By Michael Adams | January 11, 2012

An insurer is hoping to use an Alabama state law governing deceptive trade practices to stop Google from prominently displaying negative websites about the company.

American Income Life Insurance Co. has filed suit in the Jefferson County Alabama Circuit Court charging that Google, along with several websites, are violating state law by “intentionally disparaging the goods, services, or business of the plaintiff by false and misleading representations of fact.”

American Income is a wholly-owned subsidiary of the McKinney, Texas-based Torchmark Corp. and specializes in selling life insurance and other supplemental policies to labor unions, credit unions and associations.

At issue in the suit are several websites that appear on the first Google page of search results about the company and that contain contents criticizing the insurer’s business practices.

One website,, appears under the heading of “American Income Life is a Scam.” Another website,, appears to contain posts from former and prospective employees that claim the insurer allegedly engages in unscrupulous hiring practices, including inflating income figures and misstating the number of hours employees are expected to work.

In a letter to Google executives, Alabama attorney Richard Baxley said the sites are scams that are targeted to hurt the insurer by making anonymous charges under the guise of being “whistleblowers” serving a public service. As a result, he said, the company has sustained significant financial damage.

“These losses already amount to millions of dollars,” said Baxley. “And we expect the magnitude of these losses –and their direct causal link to Google’s page on placement—to climb.”

Google posts search results based on a page rank or “black box” algorithm that uses the number of requests for a particular website and other proprietary information to list sites based on their content value.

Baxley said that the anonymous websites have figured out how to game Google’s algorithm to ensure that their sites rank high in search results. He said because of that the company is losing prospective employees who decide not to work for the insurer based on faulty information.

“We are continuing to interview applicants that have been scheduled to appear for interviews, but fail to do so,” said Baxley, a former Alabama state attorney general.

Although American Income says the damages from the Google postings run into the millions of dollars in lost revenue and a reduction in potential employees, the company appears to be more concerned about the placement of the negative websites, which they concede are protected under the First Amendment, than it is in receiving any actual damages.

Before filing suit, Baxley proposed a compromise that he said would satisfy the insurer. He called on Google to change the order of the search results so that the links to the negative websites would be below the second page of search results or come after the 25th search result.

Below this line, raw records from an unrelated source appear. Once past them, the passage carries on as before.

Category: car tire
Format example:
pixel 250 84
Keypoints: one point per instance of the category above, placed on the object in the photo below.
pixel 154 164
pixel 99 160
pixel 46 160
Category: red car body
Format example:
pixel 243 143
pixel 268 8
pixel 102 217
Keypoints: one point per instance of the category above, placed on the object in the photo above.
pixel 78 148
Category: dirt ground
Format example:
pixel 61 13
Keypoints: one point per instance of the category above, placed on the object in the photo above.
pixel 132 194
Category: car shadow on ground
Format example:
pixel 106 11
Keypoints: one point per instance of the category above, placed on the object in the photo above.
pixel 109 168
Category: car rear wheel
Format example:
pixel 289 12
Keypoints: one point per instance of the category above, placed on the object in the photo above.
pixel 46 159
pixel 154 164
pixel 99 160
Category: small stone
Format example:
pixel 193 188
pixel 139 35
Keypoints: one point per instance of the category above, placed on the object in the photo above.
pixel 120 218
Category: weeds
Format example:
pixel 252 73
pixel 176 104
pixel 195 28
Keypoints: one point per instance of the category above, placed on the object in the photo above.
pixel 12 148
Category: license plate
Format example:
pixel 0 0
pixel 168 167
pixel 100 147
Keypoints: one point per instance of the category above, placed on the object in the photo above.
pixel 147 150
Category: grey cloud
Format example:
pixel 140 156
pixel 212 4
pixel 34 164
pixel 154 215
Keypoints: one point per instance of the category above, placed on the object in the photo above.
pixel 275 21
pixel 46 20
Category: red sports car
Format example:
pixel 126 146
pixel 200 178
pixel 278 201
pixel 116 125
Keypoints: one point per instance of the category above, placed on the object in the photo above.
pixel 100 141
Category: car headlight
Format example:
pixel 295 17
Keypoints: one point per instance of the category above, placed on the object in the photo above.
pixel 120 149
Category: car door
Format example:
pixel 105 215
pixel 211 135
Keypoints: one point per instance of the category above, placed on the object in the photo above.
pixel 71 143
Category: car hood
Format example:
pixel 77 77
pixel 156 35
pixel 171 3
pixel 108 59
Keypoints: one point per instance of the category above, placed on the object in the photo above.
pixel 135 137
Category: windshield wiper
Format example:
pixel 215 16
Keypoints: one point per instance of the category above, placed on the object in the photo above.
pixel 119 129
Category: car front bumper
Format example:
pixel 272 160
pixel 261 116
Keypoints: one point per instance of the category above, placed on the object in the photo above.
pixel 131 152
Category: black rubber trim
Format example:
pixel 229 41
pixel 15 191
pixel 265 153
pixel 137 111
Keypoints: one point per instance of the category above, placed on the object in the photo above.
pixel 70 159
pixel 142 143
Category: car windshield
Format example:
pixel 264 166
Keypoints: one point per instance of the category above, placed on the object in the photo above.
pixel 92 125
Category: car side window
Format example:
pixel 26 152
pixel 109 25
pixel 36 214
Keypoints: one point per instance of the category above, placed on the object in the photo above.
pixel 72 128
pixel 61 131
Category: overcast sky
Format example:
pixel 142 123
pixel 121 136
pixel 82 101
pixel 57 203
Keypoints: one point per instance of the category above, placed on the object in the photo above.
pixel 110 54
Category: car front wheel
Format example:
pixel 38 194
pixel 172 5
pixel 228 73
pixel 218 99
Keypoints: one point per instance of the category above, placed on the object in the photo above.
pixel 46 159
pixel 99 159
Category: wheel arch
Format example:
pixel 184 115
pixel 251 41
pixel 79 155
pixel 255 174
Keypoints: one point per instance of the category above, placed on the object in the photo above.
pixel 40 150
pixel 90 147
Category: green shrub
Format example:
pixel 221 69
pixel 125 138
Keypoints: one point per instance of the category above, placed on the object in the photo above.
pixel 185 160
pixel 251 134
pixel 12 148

Google, however, rejected the proposal, saying that it only provides access to websites and therefore, it is not their responsibility to remove any allegedly defamatory material from its search results. As a result, Google stated, American Life needed to contact the websites directly and any changes would be reflected in the search results.

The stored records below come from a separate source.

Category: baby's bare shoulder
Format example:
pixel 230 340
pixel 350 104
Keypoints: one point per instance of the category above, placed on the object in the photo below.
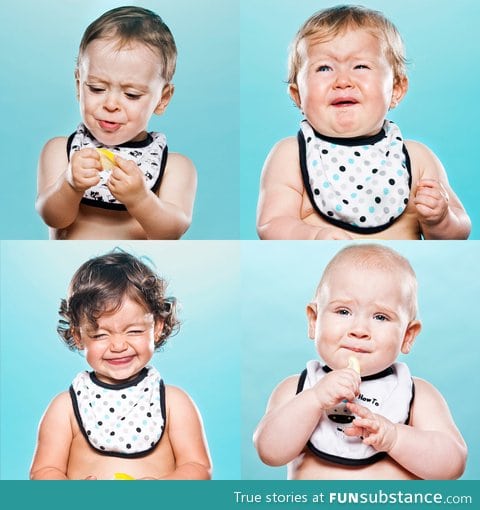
pixel 180 162
pixel 175 397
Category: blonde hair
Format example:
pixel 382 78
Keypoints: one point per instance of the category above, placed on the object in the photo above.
pixel 134 24
pixel 328 23
pixel 375 256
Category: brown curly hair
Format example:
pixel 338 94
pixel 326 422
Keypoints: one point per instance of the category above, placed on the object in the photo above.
pixel 101 284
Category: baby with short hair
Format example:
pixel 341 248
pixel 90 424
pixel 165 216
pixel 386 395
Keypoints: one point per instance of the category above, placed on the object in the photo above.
pixel 358 413
pixel 111 178
pixel 120 420
pixel 350 173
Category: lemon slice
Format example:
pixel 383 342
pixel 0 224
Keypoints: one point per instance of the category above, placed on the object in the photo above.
pixel 122 476
pixel 107 158
pixel 354 364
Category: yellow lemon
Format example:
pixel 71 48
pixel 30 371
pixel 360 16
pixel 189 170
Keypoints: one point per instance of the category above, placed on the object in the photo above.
pixel 122 476
pixel 107 158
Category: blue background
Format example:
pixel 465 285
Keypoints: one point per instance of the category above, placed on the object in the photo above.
pixel 203 359
pixel 280 279
pixel 440 109
pixel 39 42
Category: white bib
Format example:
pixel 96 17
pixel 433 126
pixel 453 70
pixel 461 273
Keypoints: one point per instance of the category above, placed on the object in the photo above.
pixel 389 394
pixel 359 184
pixel 150 155
pixel 124 420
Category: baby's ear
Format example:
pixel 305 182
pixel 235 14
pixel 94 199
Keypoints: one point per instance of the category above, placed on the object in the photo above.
pixel 167 94
pixel 157 330
pixel 312 319
pixel 413 329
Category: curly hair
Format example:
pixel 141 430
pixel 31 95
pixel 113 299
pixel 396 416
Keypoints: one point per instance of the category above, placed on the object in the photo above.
pixel 101 284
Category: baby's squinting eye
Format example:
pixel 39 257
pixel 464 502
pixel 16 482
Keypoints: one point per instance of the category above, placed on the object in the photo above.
pixel 99 336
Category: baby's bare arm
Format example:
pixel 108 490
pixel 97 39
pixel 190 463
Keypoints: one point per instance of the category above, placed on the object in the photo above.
pixel 187 436
pixel 440 213
pixel 280 199
pixel 168 215
pixel 291 418
pixel 55 436
pixel 58 193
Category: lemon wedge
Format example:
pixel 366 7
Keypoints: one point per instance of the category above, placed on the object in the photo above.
pixel 122 476
pixel 354 364
pixel 107 158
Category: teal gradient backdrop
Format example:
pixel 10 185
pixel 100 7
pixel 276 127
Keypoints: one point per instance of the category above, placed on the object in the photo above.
pixel 439 109
pixel 203 359
pixel 279 280
pixel 39 42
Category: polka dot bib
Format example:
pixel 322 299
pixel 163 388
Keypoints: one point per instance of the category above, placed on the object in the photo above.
pixel 359 184
pixel 388 393
pixel 124 420
pixel 150 155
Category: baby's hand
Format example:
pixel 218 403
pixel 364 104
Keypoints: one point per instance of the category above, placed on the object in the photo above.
pixel 332 233
pixel 83 170
pixel 431 201
pixel 375 430
pixel 337 386
pixel 127 182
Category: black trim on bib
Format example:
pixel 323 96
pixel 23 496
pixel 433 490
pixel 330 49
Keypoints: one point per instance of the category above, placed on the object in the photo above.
pixel 344 460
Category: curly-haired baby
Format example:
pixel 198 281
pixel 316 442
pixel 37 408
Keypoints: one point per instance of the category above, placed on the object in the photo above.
pixel 120 417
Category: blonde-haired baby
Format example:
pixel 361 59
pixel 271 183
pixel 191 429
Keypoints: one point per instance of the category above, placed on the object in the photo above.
pixel 358 413
pixel 350 173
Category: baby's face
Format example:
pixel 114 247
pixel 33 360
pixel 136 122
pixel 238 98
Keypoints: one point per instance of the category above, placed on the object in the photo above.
pixel 122 343
pixel 345 85
pixel 363 313
pixel 119 90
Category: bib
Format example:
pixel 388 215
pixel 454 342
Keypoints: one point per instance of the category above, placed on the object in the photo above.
pixel 120 420
pixel 389 393
pixel 358 184
pixel 150 155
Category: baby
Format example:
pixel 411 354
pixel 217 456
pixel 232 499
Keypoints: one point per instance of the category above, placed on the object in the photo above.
pixel 134 189
pixel 350 174
pixel 361 415
pixel 120 417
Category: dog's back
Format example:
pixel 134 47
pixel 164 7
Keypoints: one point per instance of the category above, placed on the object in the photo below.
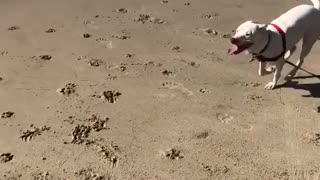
pixel 298 21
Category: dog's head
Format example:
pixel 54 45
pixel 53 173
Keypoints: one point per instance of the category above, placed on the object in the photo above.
pixel 248 36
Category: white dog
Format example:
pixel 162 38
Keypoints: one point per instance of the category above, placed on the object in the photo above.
pixel 275 42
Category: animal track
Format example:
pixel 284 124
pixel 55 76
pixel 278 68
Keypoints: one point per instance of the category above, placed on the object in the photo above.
pixel 121 10
pixel 50 30
pixel 202 135
pixel 7 114
pixel 179 87
pixel 89 174
pixel 29 134
pixel 172 154
pixel 224 117
pixel 110 96
pixel 6 157
pixel 13 28
pixel 86 35
pixel 69 89
pixel 95 62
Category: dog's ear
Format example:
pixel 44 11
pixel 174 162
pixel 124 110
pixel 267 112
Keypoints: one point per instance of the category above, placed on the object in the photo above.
pixel 262 26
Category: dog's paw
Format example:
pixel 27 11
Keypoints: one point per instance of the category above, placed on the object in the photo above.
pixel 270 86
pixel 289 77
pixel 270 69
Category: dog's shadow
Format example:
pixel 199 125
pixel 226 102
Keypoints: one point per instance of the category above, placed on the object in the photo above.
pixel 312 88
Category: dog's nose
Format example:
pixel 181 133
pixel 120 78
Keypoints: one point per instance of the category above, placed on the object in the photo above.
pixel 233 40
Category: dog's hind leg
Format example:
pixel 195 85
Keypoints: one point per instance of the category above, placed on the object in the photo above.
pixel 307 44
pixel 276 75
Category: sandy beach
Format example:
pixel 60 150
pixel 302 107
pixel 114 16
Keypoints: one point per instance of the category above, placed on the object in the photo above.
pixel 144 89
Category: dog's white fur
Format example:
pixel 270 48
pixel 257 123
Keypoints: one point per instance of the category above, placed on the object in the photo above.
pixel 301 22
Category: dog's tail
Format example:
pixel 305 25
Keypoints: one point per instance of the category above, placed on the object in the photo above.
pixel 316 4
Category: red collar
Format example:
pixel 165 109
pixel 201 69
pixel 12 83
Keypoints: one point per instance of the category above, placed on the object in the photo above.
pixel 284 46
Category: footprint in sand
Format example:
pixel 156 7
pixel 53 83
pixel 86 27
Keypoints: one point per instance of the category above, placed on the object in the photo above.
pixel 128 55
pixel 86 35
pixel 177 86
pixel 204 91
pixel 168 73
pixel 172 154
pixel 6 157
pixel 313 138
pixel 95 62
pixel 224 117
pixel 211 16
pixel 50 30
pixel 13 28
pixel 91 24
pixel 121 10
pixel 6 115
pixel 202 135
pixel 107 43
pixel 209 31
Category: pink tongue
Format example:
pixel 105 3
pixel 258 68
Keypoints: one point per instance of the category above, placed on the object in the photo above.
pixel 232 49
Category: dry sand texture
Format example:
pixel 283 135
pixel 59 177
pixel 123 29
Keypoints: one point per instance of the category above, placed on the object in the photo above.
pixel 143 89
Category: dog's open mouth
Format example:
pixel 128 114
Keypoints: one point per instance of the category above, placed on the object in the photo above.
pixel 237 49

“Google provides access to publicly available webpages, but does not control the content of any of the billions of the pages currently in the index,” Google said.

Google is claiming immunity from the lawsuit under section 230(c) of the 1996 federal Communications Decency Act, which holds that “no provider or user of an interactive computer service shall be treated as the publisher or speaker of any information provided by another content provider.”

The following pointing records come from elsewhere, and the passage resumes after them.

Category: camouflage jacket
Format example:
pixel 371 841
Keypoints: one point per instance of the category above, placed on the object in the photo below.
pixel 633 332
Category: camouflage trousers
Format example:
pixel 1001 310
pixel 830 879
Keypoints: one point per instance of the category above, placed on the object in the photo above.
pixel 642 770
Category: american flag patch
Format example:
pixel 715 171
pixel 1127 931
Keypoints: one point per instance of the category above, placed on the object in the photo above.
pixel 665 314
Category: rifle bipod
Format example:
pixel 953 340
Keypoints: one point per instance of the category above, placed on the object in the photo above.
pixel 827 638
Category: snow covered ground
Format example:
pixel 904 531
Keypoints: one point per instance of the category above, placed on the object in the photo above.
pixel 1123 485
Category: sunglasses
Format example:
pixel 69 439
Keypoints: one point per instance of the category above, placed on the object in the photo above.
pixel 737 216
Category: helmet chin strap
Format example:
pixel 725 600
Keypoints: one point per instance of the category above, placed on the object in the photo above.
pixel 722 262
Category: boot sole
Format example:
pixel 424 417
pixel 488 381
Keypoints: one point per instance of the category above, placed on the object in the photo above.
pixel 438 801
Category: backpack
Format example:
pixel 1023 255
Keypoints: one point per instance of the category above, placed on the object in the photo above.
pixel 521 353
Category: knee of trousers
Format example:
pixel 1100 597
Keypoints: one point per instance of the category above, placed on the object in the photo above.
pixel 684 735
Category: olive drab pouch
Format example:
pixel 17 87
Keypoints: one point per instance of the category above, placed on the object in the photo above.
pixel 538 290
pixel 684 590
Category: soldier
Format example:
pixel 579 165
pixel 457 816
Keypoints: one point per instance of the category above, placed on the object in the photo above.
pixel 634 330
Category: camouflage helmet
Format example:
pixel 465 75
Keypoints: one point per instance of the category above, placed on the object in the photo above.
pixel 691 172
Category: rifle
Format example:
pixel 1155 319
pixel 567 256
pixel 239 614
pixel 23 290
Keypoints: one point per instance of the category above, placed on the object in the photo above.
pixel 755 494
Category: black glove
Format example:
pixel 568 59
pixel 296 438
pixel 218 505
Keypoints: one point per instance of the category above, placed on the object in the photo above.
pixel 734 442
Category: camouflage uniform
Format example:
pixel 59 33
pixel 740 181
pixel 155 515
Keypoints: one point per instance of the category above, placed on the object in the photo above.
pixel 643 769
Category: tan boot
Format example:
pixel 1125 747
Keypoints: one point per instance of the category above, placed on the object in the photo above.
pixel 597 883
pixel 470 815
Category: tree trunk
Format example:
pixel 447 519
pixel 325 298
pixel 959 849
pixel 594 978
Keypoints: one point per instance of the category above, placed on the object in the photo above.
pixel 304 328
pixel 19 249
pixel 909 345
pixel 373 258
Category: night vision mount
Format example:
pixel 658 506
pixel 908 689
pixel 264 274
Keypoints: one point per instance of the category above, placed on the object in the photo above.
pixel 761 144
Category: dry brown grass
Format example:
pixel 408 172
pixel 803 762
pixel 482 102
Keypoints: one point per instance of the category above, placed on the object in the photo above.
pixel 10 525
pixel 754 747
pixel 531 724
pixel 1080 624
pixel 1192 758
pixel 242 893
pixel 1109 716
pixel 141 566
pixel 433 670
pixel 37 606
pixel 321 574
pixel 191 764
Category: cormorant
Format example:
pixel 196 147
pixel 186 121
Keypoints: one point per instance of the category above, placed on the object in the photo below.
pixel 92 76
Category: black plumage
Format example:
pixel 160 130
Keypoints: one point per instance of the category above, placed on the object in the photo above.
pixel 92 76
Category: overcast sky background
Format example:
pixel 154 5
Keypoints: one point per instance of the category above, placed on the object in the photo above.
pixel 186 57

Baxley, however, is claiming that the Communications Decency Act doesn’t apply in this case since it involves deceptive trade practices as opposed to a defamation action.

“American Income Life Insurance Co. is not a scam, and is, in fact, a reputable and upstanding business corporation engaged in the lawful business of selling insurance policies,” said Baxley in papers filed with the court. “It is not engaged in any of the disparaging and/or misleading representations of fact alleged by defendant Google Inc. and the fictitious defendants via their seller-assisted, search engine marketing plan.”

The courts have consistently ruled in Google’s favor in similar cases.

In November 2011, the U.S. 9th Circuit Court of Appeal sided with Google when a construction firm sued the search engine for posting an anonymous review criticizing the construction firm’s work.

“The district court properly dismissed plaintiffs’ action, because plaintiffs seek to impose liability on Google for content created by a third party,” opined the court.